Chai Dulce de Leche Cupcakes
Ingredients
Brown Sugar Chai Cupcakes
- 90 g light brown sugar (scant ½ c.)
- 100 g all purpose flour (¾ c. + 1 tbsp.)
- 1 tsp. baking powder
- ¼ tsp. salt
- 41 g unsalted butter room temperature, cubed (3 tbsp.)
- 32 g vegetable oil (2 ½ tbsp.)
- 1 egg white room temperature
- 1 tsp. vanilla extract
- 90 g buttermilk* room temperature (3 oz.)
Chai Swirl / Filling
- 3 tbsp. light brown sugar
- 2 tsp. chai spice
- 120 g dulce de leche
Chai Dulce de Leche Buttercream
- 156 g unsalted butter room temperature (11 tbsp.)
- ¼ tsp. salt
- 250 g powdered sugar (2 c.)
- 1 tsp. vanilla extract
- 1 tbsp. heavy cream or milk
- 40 g dulce de leche
- 1 tsp. chai spice
Instructions
Brown Sugar Chai Cupcakes
- Preheat the oven to 350°F / 175°C. Line a muffin tin with 6 parchment liners.
- Add the sugar, flour, baking powder, salt and cubed butter to a medium sized mixing bowl. Use a hand mixer or stand mixer fitted with the paddle attachment to beat the mixture together until the butter has completely combined with the dry ingredients and no large lumps remain.
- Add the buttermilk, oil, egg white and vanilla to the flour mixture. Whisk the ingredients together just until a cohesive batter has formed.
Chai Swirl
- In a small bowl, mix together the brown sugar and chai spice.
- Place about 2 tbsp. of cupcake batter into each liner, then top each cupcake with 1 tsp. of the chai brown sugar.
- Distribute the remaining batter evenly between the liners, then top each cupcake with the remaining chai brown sugar. Use a knife to gently swirl the chai brown sugar into the cupcakes.
- Bake for 15-18 min., or until a toothpick inserted in the center of the cupcakes comes out clean.
Chai Dulce de Leche Buttercream
- In a medium sized mixing bowl, beat the butter with the salt for 1 minute to remove any lumps.
- Slowly beat in the powdered sugar until all of it has been used.

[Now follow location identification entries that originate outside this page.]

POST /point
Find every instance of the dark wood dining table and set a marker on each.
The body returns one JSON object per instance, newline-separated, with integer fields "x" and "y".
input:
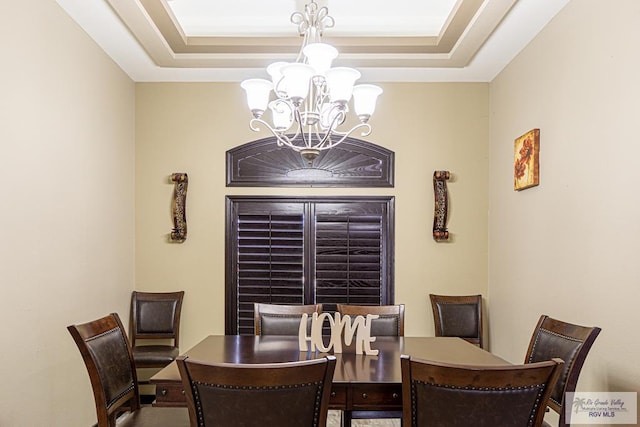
{"x": 360, "y": 382}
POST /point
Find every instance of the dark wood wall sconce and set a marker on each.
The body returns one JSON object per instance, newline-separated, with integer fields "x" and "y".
{"x": 181, "y": 182}
{"x": 440, "y": 231}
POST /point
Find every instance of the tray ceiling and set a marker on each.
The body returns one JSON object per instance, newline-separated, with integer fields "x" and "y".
{"x": 452, "y": 40}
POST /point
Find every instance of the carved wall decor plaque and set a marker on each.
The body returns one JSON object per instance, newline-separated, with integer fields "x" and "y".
{"x": 181, "y": 182}
{"x": 440, "y": 231}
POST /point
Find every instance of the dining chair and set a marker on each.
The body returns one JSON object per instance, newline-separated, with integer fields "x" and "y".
{"x": 106, "y": 352}
{"x": 155, "y": 316}
{"x": 569, "y": 342}
{"x": 155, "y": 329}
{"x": 389, "y": 323}
{"x": 442, "y": 394}
{"x": 276, "y": 319}
{"x": 458, "y": 316}
{"x": 286, "y": 394}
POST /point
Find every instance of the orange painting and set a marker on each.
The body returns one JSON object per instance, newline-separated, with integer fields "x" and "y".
{"x": 526, "y": 169}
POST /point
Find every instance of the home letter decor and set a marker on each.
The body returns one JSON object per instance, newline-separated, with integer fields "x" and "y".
{"x": 179, "y": 232}
{"x": 361, "y": 328}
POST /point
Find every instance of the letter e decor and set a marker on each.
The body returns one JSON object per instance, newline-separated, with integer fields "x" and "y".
{"x": 360, "y": 328}
{"x": 179, "y": 232}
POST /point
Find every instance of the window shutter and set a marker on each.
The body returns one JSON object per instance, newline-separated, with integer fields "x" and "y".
{"x": 306, "y": 250}
{"x": 270, "y": 254}
{"x": 348, "y": 259}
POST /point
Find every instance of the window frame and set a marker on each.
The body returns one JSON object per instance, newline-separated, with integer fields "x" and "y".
{"x": 384, "y": 206}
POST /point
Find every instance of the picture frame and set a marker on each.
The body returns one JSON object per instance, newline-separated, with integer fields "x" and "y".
{"x": 526, "y": 162}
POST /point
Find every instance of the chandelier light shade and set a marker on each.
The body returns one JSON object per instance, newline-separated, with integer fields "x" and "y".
{"x": 308, "y": 100}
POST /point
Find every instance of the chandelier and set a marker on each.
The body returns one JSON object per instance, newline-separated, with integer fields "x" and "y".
{"x": 310, "y": 98}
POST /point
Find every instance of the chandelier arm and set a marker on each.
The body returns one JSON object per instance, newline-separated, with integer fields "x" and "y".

- To make a two-toned buttercream**: split the buttercream in half into two bowls. To one bowl, beat in the vanilla and heavy cream. To the other bowl, beat in the dulce de leche and chai spice.
- Once the cupcakes have cooled to room temperature, use a spoon or a piping tip to carve a hole out in the center of each cupcake. Fill each cupcake with 1 tbsp. of dulce de leche.
- Place each buttercream color into it's own piping bag, and snip off a hole in the top. Then, place those two bags into another piping bag that's fitted with your piping tip of choice.
- Generously frost each cupcake, then garnish with more dulce de leche if desired. Serve and enjoy!